CF. As a result of activities in grades 9-12, all students should develop understanding of

CF1. Personal and community health

CF13. Substances may modify an individuals mood and behavior. The modification may be beneficial or detrimental depending on the motives, type of substance, duration of use, pattern of use, level of influence, and short- and long-term effects. Students should understand that drugs can result in physical dependence and can increase the risk of injury, accidents, and death.

CG. As a result of activities in grades 9-12, all students should develop understanding of

CG2. Nature and scientific knowledge

CG22. Because all scientific ideas depend on experimental and observational confirmation, all scientific knowledge is, in principle, subject to change as new evidence becomes available.
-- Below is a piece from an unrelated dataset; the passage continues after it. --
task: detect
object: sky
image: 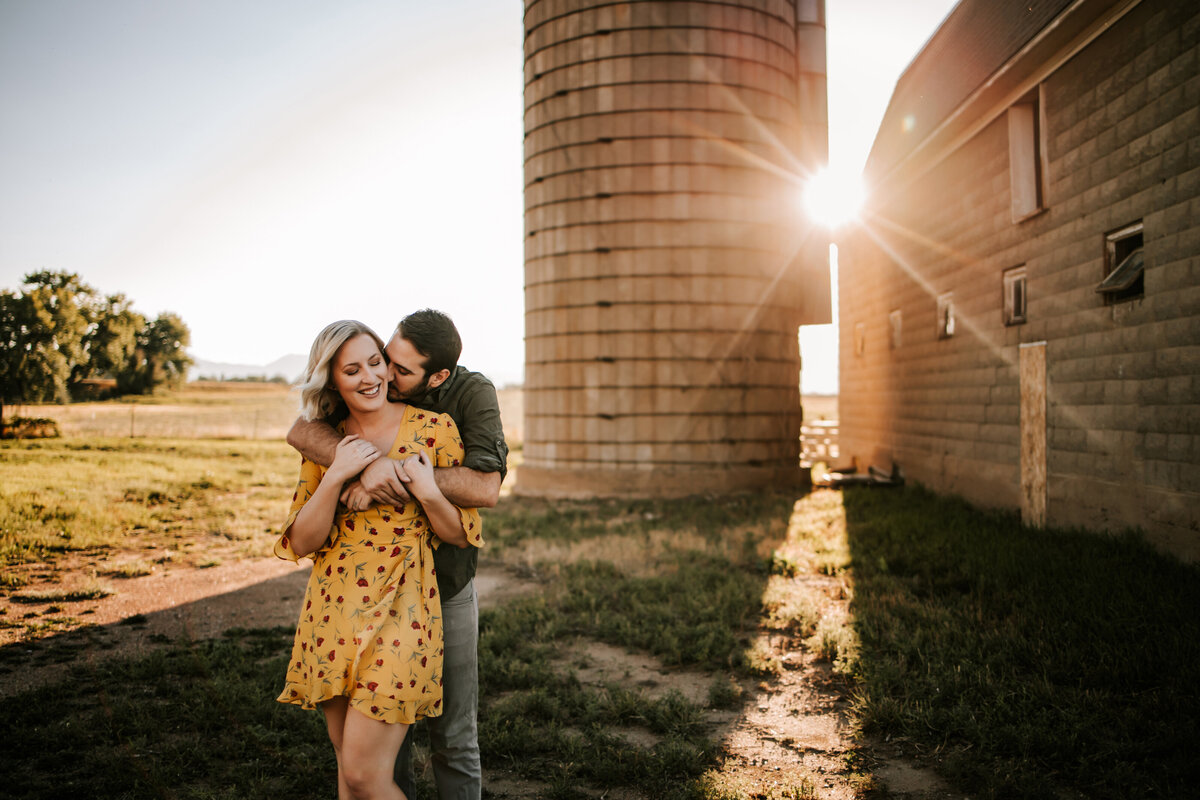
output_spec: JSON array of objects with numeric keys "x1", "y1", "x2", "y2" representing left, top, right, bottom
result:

The core ideas of science such as the conservation of energy or the laws of motion have been subjected to a wide variety of confirmations and are therefore unlikely to change in the areas in which they have been tested. In areas where data or understanding are incomplete, such as the details of human evolution or questions surrounding global warming, new data may well lead to changes in current ideas or resolve current conflicts. In situations where information is still fragmentary, it is normal for scientific ideas to be incomplete, but this is also where the opportunity for making advances may be greatest.


APEP Modules are designed to follow the National Science Standards Guidelines for Assessment. There are several opportunities for assessment within each module. These include, 1) the student handout questions at the beginning of each module, 2) assessment strategies associated with the student activities section, and 3) a set of student self-quiz questions (with answers) associated with each module.

AA. Assessments must be consistent with the decisions they are designed to inform.

AA1. Assessments are deliberately designed.

AA2. Assessments have explicitly stated purposes.

AA3. The relationship between the decisions and the data is clear.

AB. Achievement and opportunity to learn science must be assessed.

AB1. ACHIEVEMENT DATA COLLECTED FOCUS ON THE SCIENCE CONTENT THAT IS MOST IMPORTANT FOR STUDENTS TO LEARN. The content standards define the science all students will come to understand. They portray the outcomes of science education as rich and varied, encompassing

AB11. The ability to inquire

AB12. Knowing and understanding scientific facts, concepts, principles, laws, and theories.

AB13. The ability to reason scientifically.

AB14. The ability to use science to make personal decisions and to take positions on societal issues.

AB15. The ability to communicate effectively about science.

AC. The technical quality of the data collected is well matched to the decisions and actions taken on the basis of their interpretation.

AC2. Assessment tasks are authentic

AC4. Students have adequate opportunity to demonstrate their achievements

AC5. Assessment tasks and methods of presenting them provide data that are sufficiently stable to lead to the same decisions if used at different times.

AD. Assessment practices must be fair.

AD2. Large-scale assessments must use statistical techniques to identify potential bias among subgroups.

AD4. Assessment tasks must be set in a variety of contexts, be engaging to students with different interests and experiences, and must not assume the perspective or experience of a particular gender, racial, or ethnic group.